By monitoring general parameters, you can get detailed information about all components of a storage cluster, its overall status and health. To display this information, use the vstorage -c <cluster_name> top command, for example:

../_images/image021.png

The command above shows detailed information about the stor1 cluster. The general parameters (highlighted in red) are explained in the table below.

Parameter Description
Cluster

Overall status of the cluster:

  • healthy. All chunk servers in the cluster are active.
  • unknown. There is not enough information about the cluster state (e.g., because the master MDS server was elected a while ago).
  • degraded. Some of the chunk servers in the cluster are inactive.
  • failure. The cluster has too many inactive chunk servers; the automatic replication is disabled.
  • SMART warning. One or more physical disks attached to cluster nodes are in pre-failure condition. For details, see Monitoring Physical Disks
Space

Amount of disk space in the cluster:

  • free. Free physical disk space in the cluster.
  • allocatable. Amount of logical disk space available to clients. Allocatable disk space is calculated on the basis of the current replication parameters and free disk space on chunk servers. It may also be limited by license.

Note

For more information on monitoring and understanding disk space usage in clusters, see Understanding Disk Space Usage

MDS nodes Number of active MDS servers as compared to the total number of MDS servers configured for the cluster.
epoch time Time elapsed since the MDS master server election.
CS nodes

Number of active chunk servers as compared to the total number of chunk servers configured for the cluster.

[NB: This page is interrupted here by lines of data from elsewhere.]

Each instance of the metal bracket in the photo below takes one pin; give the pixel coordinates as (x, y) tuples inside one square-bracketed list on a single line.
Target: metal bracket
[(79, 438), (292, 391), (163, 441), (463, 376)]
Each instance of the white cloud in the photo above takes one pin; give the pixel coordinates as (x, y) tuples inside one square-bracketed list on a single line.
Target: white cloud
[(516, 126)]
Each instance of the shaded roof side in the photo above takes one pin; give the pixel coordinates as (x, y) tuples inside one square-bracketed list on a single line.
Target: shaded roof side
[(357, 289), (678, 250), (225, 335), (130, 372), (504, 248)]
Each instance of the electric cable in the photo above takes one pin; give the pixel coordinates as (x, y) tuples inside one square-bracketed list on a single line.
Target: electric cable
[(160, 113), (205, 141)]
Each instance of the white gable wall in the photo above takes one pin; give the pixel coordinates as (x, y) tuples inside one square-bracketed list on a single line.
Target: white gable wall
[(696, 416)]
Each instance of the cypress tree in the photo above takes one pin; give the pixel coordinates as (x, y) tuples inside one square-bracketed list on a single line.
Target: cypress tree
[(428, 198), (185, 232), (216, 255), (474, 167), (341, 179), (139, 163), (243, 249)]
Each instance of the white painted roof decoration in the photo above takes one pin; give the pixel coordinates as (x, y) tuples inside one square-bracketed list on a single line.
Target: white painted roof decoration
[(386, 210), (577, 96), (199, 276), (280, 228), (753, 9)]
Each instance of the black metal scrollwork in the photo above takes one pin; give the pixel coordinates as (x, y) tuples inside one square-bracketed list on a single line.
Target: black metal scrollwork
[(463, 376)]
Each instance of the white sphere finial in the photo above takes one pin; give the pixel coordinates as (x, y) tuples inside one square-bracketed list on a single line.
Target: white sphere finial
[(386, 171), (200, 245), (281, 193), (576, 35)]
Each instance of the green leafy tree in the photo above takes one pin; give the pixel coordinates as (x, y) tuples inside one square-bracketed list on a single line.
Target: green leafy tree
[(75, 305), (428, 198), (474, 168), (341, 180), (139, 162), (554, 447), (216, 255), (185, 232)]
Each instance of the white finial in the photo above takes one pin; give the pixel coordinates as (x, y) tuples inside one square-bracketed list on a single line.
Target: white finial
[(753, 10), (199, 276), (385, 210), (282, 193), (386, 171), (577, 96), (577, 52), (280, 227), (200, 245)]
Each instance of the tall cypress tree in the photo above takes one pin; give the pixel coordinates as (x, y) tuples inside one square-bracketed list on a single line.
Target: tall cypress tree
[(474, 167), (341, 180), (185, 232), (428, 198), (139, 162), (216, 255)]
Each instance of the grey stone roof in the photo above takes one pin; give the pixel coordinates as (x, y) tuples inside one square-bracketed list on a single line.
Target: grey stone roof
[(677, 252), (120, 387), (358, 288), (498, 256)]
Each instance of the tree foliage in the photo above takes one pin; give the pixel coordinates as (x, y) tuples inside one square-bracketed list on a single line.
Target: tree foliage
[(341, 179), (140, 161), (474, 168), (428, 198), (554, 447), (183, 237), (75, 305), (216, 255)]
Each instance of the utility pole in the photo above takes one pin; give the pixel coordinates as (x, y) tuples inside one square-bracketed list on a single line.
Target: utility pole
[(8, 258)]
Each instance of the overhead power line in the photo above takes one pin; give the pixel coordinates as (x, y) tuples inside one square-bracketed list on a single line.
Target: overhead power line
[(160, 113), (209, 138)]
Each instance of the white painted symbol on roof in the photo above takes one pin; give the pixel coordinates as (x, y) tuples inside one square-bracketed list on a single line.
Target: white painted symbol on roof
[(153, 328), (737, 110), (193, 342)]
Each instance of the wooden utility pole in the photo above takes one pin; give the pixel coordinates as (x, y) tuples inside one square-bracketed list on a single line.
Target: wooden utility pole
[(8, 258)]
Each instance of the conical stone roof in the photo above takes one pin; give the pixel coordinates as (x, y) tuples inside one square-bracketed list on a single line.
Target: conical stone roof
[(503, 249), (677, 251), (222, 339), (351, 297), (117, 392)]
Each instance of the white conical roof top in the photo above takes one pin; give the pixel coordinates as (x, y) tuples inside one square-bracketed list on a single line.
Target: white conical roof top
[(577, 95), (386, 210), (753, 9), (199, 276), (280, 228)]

The information in parentheses informs you of the number of

  • Active chunk servers (avail.) that are currently up and running in the cluster.
  • Inactive chunk servers (inactive) that are temporarily unavailable. A chunk server is marked as inactive during its first 5 minutes of inactivity.
  • Offline chunk servers (offline) that have been inactive for more than 5 minutes. A chunk server changes its state to offline after 5 minutes of inactivity. Once the state is changed to offline, the cluster starts replicating data to restore the chunks that were stored on the offline chunk server.
License Key number under which the license is registered on the Key Authentication server and license state.
Replication Replication settings. The normal number of chunk replicas and the limit after which a chunk gets blocked until recovered.
IO

Disks IO activity in the cluster:

  • Speed of read and write I/O operations, in bytes per second.
  • Number of read and write I/O operations per second.